LoqiRoam · 旅日記

海辺から、生活の角へ

明石海峡大橋の高さと技術から、移情閣や旧邸宅を経て垂水の商店街と喫茶店へ向かった。

舞子公園では、明石海峡大橋を遠くから眺めるだけでは足りない気がして、海上プロムナードへ上がった。海面から高い回廊を歩くと、橋は風景ではなく足元の構造物になる。そこから橋の科学館へ折れ、巨大なものを支える技術の時間を覗いた。けれど旅の向きが変わったのは、八角形なのに六角堂と呼ばれる移情閣と、静かな数寄屋造の旧木下家住宅を見たあとだった。名前と形、海と畳。少しずつ認識がずれていく。最後は垂水商店街の細い道へ入り、創業45年の喫茶店で立ち止まった。観光の終点というより、誰かの一日の途中に席を借りたような終わり方だった。

この旅の足跡

  1. 橋の真下から見上げると、明石海峡大橋は景色ではなく巨大な地面になる。海面約47mの回廊を歩けることに少し驚いた。
  2. 橋の科学館では、明石海峡大橋を「つくる」だけでなく「まもる」技術まで扱う。渡る前に、橋の時間を覗くような気分になった。
  3. 八角形なのに「六角堂」と呼ばれる移情閣は、窓ごとに六甲山や淡路島など違う景色を受け止める。
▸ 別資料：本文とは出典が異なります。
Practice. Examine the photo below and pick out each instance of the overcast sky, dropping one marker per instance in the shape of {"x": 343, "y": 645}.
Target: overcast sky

名前と形のずれが面白い。
  4. 旧木下家住宅は昭和16年築の数寄屋造で、海辺の派手さから急に畳と陰影の世界へ入る。道の途中で時間が折れた感じがした。
  5. 垂水商店街は駅の北側に五つの商店街が広がり、細い道に毎日の店が重なる。観光地の出口と思った角が、暮らしの入口だった。
  6. コーヒー&レストラン ブラジルは創業45年の昭和レトロな喫茶店で、営業時間も長い。最後の曲がり角に、古い時間がまだ営業中だった。